The new rules would give the Interior Department’s Bureau of Land Management two years, instead of one, to make grazing decisions needed to maintain healthy ranges.
“This proposal recognizes that ranching is crucial not only to the economies of Western rural communities, but also to the history, social fabric and cultural identity of these communities,” Interior Secretary Gale Norton said in a prepared statement.
Norton announced the proposal in a speech Friday to a convention of livestock owners in Albuquerque, N.M. She described the proposal as an attempt to improve grazing management and help continue public lands ranching in the rural West.
“This proposed rule will help public lands ranchers stay on the land,” Norton said in remarks prepared for her speech to the convention. “It will do that by creating a regulatory framework that lets ranchers succeed based on sound business judgment and sustainable ranching practices.”
Activists fear overgrazing
But the Natural Resources Defense Council, an environmental group, said it expects the proposal to mark a return to practices that have allowed decades of overgrazing and other unsustainable grazing practices.

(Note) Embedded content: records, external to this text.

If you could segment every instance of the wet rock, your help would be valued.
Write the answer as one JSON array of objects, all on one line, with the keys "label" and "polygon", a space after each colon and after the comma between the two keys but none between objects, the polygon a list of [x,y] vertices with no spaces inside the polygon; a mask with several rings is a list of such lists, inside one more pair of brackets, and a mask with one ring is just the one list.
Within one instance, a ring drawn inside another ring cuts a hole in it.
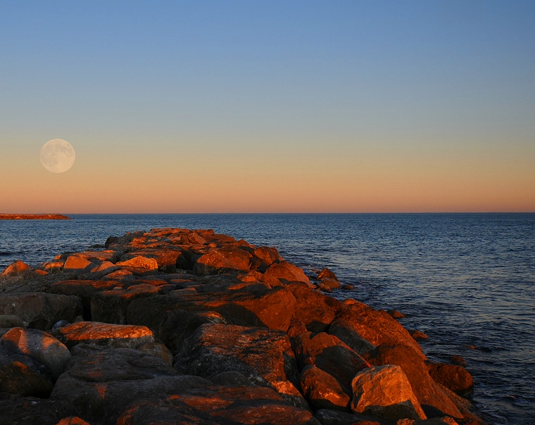
[{"label": "wet rock", "polygon": [[44,364],[0,345],[0,393],[46,398],[54,376]]},{"label": "wet rock", "polygon": [[96,348],[79,345],[73,350],[68,369],[50,396],[70,403],[90,423],[115,424],[136,400],[210,384],[198,376],[180,376],[163,360],[137,350]]},{"label": "wet rock", "polygon": [[308,405],[296,389],[298,372],[294,352],[282,331],[203,324],[177,355],[175,367],[206,378],[235,371],[256,385],[275,389],[294,405]]},{"label": "wet rock", "polygon": [[126,261],[120,261],[116,262],[115,265],[118,267],[135,267],[145,270],[158,269],[158,262],[154,258],[147,258],[141,255],[134,257]]},{"label": "wet rock", "polygon": [[249,253],[239,248],[210,248],[197,260],[193,271],[206,275],[248,271],[251,257]]},{"label": "wet rock", "polygon": [[322,269],[321,272],[317,274],[317,280],[324,280],[325,279],[330,279],[338,281],[338,278],[334,273],[329,269]]},{"label": "wet rock", "polygon": [[82,313],[80,298],[44,292],[5,293],[0,297],[0,315],[15,315],[27,327],[46,331],[58,320],[72,322]]},{"label": "wet rock", "polygon": [[427,419],[399,366],[365,369],[353,379],[352,389],[355,412],[391,419]]},{"label": "wet rock", "polygon": [[282,258],[275,248],[268,246],[259,246],[253,250],[253,255],[262,260],[267,266],[270,266],[274,262],[280,262]]},{"label": "wet rock", "polygon": [[99,322],[78,322],[50,332],[69,348],[81,343],[137,348],[154,342],[152,331],[146,326]]},{"label": "wet rock", "polygon": [[292,341],[299,369],[316,366],[350,388],[351,379],[370,364],[336,336],[306,332]]},{"label": "wet rock", "polygon": [[15,315],[0,315],[0,328],[26,327],[18,316]]},{"label": "wet rock", "polygon": [[446,363],[429,363],[427,370],[435,382],[461,397],[470,395],[474,390],[472,375],[464,367]]},{"label": "wet rock", "polygon": [[190,388],[165,398],[130,405],[118,425],[317,425],[312,413],[288,405],[274,391],[262,387],[208,386]]},{"label": "wet rock", "polygon": [[64,344],[38,329],[13,328],[0,338],[0,345],[44,364],[56,379],[63,372],[71,357]]},{"label": "wet rock", "polygon": [[413,347],[426,360],[422,348],[397,320],[386,312],[375,310],[354,300],[346,304],[337,319],[346,320],[353,329],[366,341],[377,346],[381,344],[404,344]]},{"label": "wet rock", "polygon": [[303,269],[300,269],[287,261],[272,264],[264,273],[263,280],[275,286],[279,285],[281,283],[299,281],[306,284],[310,288],[313,288],[310,284],[310,280],[305,274]]},{"label": "wet rock", "polygon": [[301,372],[301,386],[305,398],[314,409],[348,411],[351,398],[334,376],[315,366]]},{"label": "wet rock", "polygon": [[460,412],[455,405],[429,376],[420,354],[408,345],[384,344],[367,355],[366,360],[376,366],[400,366],[424,410],[426,405],[430,405],[443,412],[441,416],[461,417]]},{"label": "wet rock", "polygon": [[132,300],[169,292],[174,288],[174,285],[140,284],[99,291],[91,298],[91,318],[96,322],[125,324],[128,305]]},{"label": "wet rock", "polygon": [[291,284],[287,288],[294,294],[297,303],[294,317],[303,322],[307,330],[311,332],[325,331],[334,319],[334,313],[325,303],[325,297],[310,291],[303,283]]},{"label": "wet rock", "polygon": [[353,329],[351,324],[342,319],[336,319],[329,326],[328,334],[334,335],[340,341],[347,344],[359,355],[364,355],[375,349],[370,342],[360,338]]},{"label": "wet rock", "polygon": [[17,260],[17,261],[10,264],[1,273],[0,273],[0,277],[16,276],[30,270],[32,270],[31,267],[20,260]]},{"label": "wet rock", "polygon": [[0,425],[65,425],[62,418],[74,414],[74,408],[64,401],[0,395]]}]

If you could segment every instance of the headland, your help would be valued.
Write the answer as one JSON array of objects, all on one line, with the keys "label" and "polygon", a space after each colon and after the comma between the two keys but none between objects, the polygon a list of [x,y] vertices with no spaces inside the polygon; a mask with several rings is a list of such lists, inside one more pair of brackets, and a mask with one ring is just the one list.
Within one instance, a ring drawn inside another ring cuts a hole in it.
[{"label": "headland", "polygon": [[275,248],[213,230],[111,236],[0,274],[10,424],[477,425],[461,365]]},{"label": "headland", "polygon": [[0,214],[0,220],[70,220],[61,214]]}]

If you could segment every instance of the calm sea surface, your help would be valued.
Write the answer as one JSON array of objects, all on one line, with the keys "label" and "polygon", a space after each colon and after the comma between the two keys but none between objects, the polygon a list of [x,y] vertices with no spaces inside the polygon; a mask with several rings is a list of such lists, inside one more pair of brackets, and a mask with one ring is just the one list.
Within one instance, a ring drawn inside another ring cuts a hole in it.
[{"label": "calm sea surface", "polygon": [[[489,424],[535,423],[535,214],[73,215],[0,221],[0,269],[35,265],[111,235],[213,229],[332,268],[352,297],[403,312],[427,356],[462,356]],[[468,346],[475,346],[470,348]]]}]

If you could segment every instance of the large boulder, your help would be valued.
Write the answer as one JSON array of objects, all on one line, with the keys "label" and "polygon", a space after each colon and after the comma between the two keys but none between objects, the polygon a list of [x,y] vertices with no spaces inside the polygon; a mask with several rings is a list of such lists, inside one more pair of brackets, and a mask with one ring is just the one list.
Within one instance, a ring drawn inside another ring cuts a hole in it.
[{"label": "large boulder", "polygon": [[414,348],[425,360],[422,348],[410,336],[408,331],[397,320],[383,310],[376,310],[358,301],[351,305],[337,316],[346,321],[357,334],[374,345],[381,344],[404,344]]},{"label": "large boulder", "polygon": [[251,257],[251,254],[243,249],[214,248],[197,260],[193,271],[198,274],[247,271]]},{"label": "large boulder", "polygon": [[146,326],[99,322],[77,322],[53,329],[50,333],[69,348],[82,343],[137,348],[146,343],[154,342],[152,331]]},{"label": "large boulder", "polygon": [[65,401],[0,396],[0,425],[66,425],[61,421],[73,414],[75,408]]},{"label": "large boulder", "polygon": [[0,315],[20,317],[27,327],[46,331],[59,320],[74,322],[83,309],[78,297],[44,292],[6,293],[0,297]]},{"label": "large boulder", "polygon": [[336,336],[325,332],[301,334],[292,341],[292,346],[301,369],[316,366],[350,388],[351,379],[358,372],[369,367],[363,357]]},{"label": "large boulder", "polygon": [[69,402],[90,423],[115,424],[136,400],[210,383],[180,376],[162,359],[137,350],[79,345],[73,354],[50,399]]},{"label": "large boulder", "polygon": [[272,389],[218,386],[180,390],[166,398],[134,402],[118,425],[319,425],[312,413],[289,405]]},{"label": "large boulder", "polygon": [[0,393],[46,398],[53,381],[52,373],[44,364],[0,346]]},{"label": "large boulder", "polygon": [[429,363],[427,370],[433,381],[461,397],[470,395],[474,390],[472,375],[464,367],[447,363]]},{"label": "large boulder", "polygon": [[287,286],[297,300],[294,318],[305,324],[311,332],[322,332],[334,319],[334,313],[325,303],[325,296],[310,291],[306,284],[296,283]]},{"label": "large boulder", "polygon": [[353,379],[352,389],[354,412],[391,419],[427,419],[399,366],[365,369]]},{"label": "large boulder", "polygon": [[307,405],[296,389],[298,372],[290,341],[282,331],[203,324],[175,357],[175,367],[208,379],[235,371],[255,384],[275,389],[294,405]]},{"label": "large boulder", "polygon": [[333,322],[329,326],[328,334],[334,335],[353,348],[359,355],[364,355],[375,349],[375,345],[357,334],[353,326],[341,319]]},{"label": "large boulder", "polygon": [[63,343],[38,329],[13,328],[0,338],[0,345],[44,364],[56,379],[63,373],[71,357]]},{"label": "large boulder", "polygon": [[301,372],[303,394],[314,409],[348,410],[351,398],[340,382],[315,366],[307,366]]},{"label": "large boulder", "polygon": [[[410,383],[413,390],[424,410],[427,406],[438,409],[444,414],[462,417],[455,404],[435,383],[427,372],[420,353],[412,347],[403,345],[378,346],[366,356],[372,364],[396,364],[401,367]],[[433,410],[433,409],[429,410]],[[443,414],[442,416],[444,416]],[[433,416],[436,416],[434,414]]]}]

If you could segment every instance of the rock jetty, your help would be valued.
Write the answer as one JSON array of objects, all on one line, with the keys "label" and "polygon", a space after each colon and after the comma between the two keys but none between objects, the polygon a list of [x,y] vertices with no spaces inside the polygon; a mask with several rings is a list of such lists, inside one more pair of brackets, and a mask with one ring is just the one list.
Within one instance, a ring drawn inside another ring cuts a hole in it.
[{"label": "rock jetty", "polygon": [[70,220],[61,214],[0,214],[0,220]]},{"label": "rock jetty", "polygon": [[0,274],[0,424],[483,424],[464,367],[328,295],[341,286],[213,230],[16,262]]}]

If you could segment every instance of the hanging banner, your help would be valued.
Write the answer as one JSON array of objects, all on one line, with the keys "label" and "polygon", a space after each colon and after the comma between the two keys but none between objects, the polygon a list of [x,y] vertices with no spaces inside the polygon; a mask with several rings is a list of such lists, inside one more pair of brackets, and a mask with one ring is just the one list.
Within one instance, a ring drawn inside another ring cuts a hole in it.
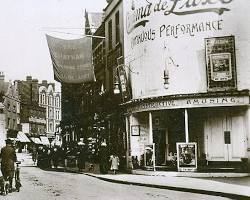
[{"label": "hanging banner", "polygon": [[54,78],[61,83],[95,81],[91,38],[64,40],[46,35]]}]

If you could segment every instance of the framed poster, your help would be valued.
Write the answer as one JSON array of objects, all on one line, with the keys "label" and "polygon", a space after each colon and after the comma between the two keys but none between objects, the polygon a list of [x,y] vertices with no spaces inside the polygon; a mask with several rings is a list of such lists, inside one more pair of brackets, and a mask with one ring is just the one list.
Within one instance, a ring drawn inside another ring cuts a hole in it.
[{"label": "framed poster", "polygon": [[132,125],[131,126],[131,135],[132,136],[140,136],[140,125]]},{"label": "framed poster", "polygon": [[146,144],[144,148],[144,166],[155,171],[155,144]]},{"label": "framed poster", "polygon": [[197,170],[197,144],[177,143],[177,167],[178,171]]},{"label": "framed poster", "polygon": [[206,38],[208,90],[236,89],[235,38]]},{"label": "framed poster", "polygon": [[213,81],[228,81],[232,79],[232,64],[230,53],[210,55],[211,78]]}]

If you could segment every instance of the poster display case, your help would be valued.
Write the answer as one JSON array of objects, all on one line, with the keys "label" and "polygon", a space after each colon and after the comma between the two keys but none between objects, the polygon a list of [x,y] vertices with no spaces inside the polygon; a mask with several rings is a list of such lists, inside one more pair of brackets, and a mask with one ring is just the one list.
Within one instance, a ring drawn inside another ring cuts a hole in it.
[{"label": "poster display case", "polygon": [[197,170],[197,144],[177,143],[177,167],[178,171],[196,171]]}]

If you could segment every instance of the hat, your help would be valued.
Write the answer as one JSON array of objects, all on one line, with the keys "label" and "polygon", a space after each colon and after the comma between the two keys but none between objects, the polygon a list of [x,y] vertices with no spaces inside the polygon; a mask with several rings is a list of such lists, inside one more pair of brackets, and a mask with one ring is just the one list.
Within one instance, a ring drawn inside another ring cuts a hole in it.
[{"label": "hat", "polygon": [[7,138],[7,139],[5,140],[5,142],[6,142],[6,144],[12,144],[12,140],[11,140],[10,138]]}]

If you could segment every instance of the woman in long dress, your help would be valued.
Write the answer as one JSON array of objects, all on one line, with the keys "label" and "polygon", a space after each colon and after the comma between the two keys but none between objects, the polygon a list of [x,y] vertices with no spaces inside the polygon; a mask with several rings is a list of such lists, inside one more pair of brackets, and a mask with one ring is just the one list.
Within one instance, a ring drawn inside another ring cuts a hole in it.
[{"label": "woman in long dress", "polygon": [[117,155],[111,155],[109,161],[111,162],[110,169],[113,171],[114,174],[116,174],[116,171],[119,167],[119,158]]}]

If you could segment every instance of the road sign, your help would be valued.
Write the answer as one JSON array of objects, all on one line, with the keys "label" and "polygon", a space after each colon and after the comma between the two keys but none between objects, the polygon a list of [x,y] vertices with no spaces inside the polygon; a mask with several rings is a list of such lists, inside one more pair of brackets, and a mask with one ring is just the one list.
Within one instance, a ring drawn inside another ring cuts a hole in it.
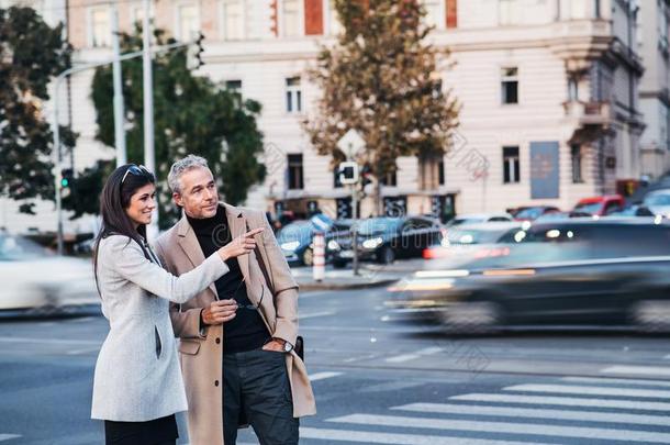
[{"label": "road sign", "polygon": [[347,158],[353,158],[366,146],[366,142],[354,129],[345,133],[344,136],[337,141],[337,148],[339,148]]}]

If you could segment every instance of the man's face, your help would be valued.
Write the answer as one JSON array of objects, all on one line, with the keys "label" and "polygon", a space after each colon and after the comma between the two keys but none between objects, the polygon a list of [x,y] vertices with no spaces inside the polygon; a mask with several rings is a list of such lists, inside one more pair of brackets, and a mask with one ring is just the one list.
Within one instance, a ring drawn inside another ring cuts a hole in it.
[{"label": "man's face", "polygon": [[183,208],[187,215],[196,219],[216,214],[219,192],[209,168],[197,167],[185,171],[179,178],[181,192],[172,193],[175,203]]}]

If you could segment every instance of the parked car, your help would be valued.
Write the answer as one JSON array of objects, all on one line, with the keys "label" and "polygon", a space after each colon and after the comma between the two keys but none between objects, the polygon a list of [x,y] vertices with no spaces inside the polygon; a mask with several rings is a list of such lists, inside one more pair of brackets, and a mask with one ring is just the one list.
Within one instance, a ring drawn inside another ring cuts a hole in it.
[{"label": "parked car", "polygon": [[[332,247],[332,241],[348,236],[350,222],[347,220],[330,221],[317,225],[313,220],[293,221],[282,227],[277,234],[277,243],[289,263],[312,266],[314,260],[314,234],[317,231],[325,233],[326,245]],[[326,248],[326,260],[330,259],[331,249]]]},{"label": "parked car", "polygon": [[521,210],[520,212],[517,212],[514,215],[514,219],[516,221],[534,221],[534,220],[537,220],[541,215],[545,215],[548,213],[556,213],[556,212],[560,212],[560,210],[554,205],[527,207],[527,208]]},{"label": "parked car", "polygon": [[509,233],[506,251],[458,268],[428,263],[400,282],[395,311],[449,331],[527,326],[670,330],[670,224],[566,220]]},{"label": "parked car", "polygon": [[473,224],[482,222],[500,222],[514,221],[514,216],[510,213],[468,213],[454,216],[445,224],[446,227],[453,227],[460,224]]},{"label": "parked car", "polygon": [[521,222],[488,222],[477,224],[461,224],[447,230],[446,236],[439,244],[433,245],[423,252],[425,259],[448,258],[453,264],[474,251],[483,251],[482,246],[499,244],[505,235],[522,226]]},{"label": "parked car", "polygon": [[648,193],[643,204],[654,214],[670,216],[670,189],[656,190]]},{"label": "parked car", "polygon": [[595,216],[604,216],[621,211],[625,207],[624,197],[621,194],[607,194],[579,200],[574,211],[590,213]]},{"label": "parked car", "polygon": [[38,244],[0,232],[0,310],[56,313],[99,304],[89,260],[59,257]]},{"label": "parked car", "polygon": [[[423,216],[370,218],[358,226],[358,256],[381,264],[421,257],[426,247],[440,242],[443,229],[439,222]],[[333,265],[344,267],[354,257],[351,237],[337,243]]]},{"label": "parked car", "polygon": [[558,221],[558,220],[567,220],[570,218],[592,218],[591,213],[581,212],[579,210],[572,210],[569,212],[549,212],[545,213],[541,216],[537,218],[535,222],[547,222],[547,221]]},{"label": "parked car", "polygon": [[646,205],[632,204],[626,207],[625,209],[619,210],[618,212],[610,213],[610,216],[654,216],[654,212],[649,210]]}]

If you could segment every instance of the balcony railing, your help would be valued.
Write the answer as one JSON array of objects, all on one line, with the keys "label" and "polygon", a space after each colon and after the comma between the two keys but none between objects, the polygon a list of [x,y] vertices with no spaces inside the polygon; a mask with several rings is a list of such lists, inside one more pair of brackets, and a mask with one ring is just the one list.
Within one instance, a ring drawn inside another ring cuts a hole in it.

The group said “the clear and short deadline of one year for action is the first step to halt grazing damage.”
The new rules also would require more studies and monitoring any time the Bureau of Land Management evaluates whether health standards for rangeland are being met and reward livestock owners by letting them split ownership with the BLM for permanent improvements such as fences, wells and pipelines.
Other changes include:
Removal of the current limit of three consecutive years under which livestock operators can retain grazing permits but not make use of them. Operators would be allowed to apply for nonuse for up to one year at a time, for conservation or business purposes.
Elimination of long-term conservation-use grazing permits that department officials say were invalidated by a federal appeals court.
Clarify how the Bureau of Land Management authorizes grazing when a permit is postponed because of an administrative appeal.
‘Improve ... relationships’
BLM Director Kathleen Clarke, whose agency manages 261 million acres, said in remarks prepared for Friday that the proposed changes are “a major step forward” toward better rangeland management and will “improve the agency’s working relationships” with permit-holders.
About 160 million of those acres are authorized for grazing by some 18,000 permit- and leaseholders, but what is grazed is typically less because of drought, wildfires and business decisions.
“This proposed rule reflects our agency’s commitment to continue livestock grazing as one of the legitimate uses of the public lands,” Clarke said.
The proposal is to be published in the Federal Register on Dec. 8, and the BLM also plans to release a draft study of the proposal’s environmental impact later this month. The public is being given at least 60 days to comment on both.
Feedback can be delivered via www.blm.gov/grazing/.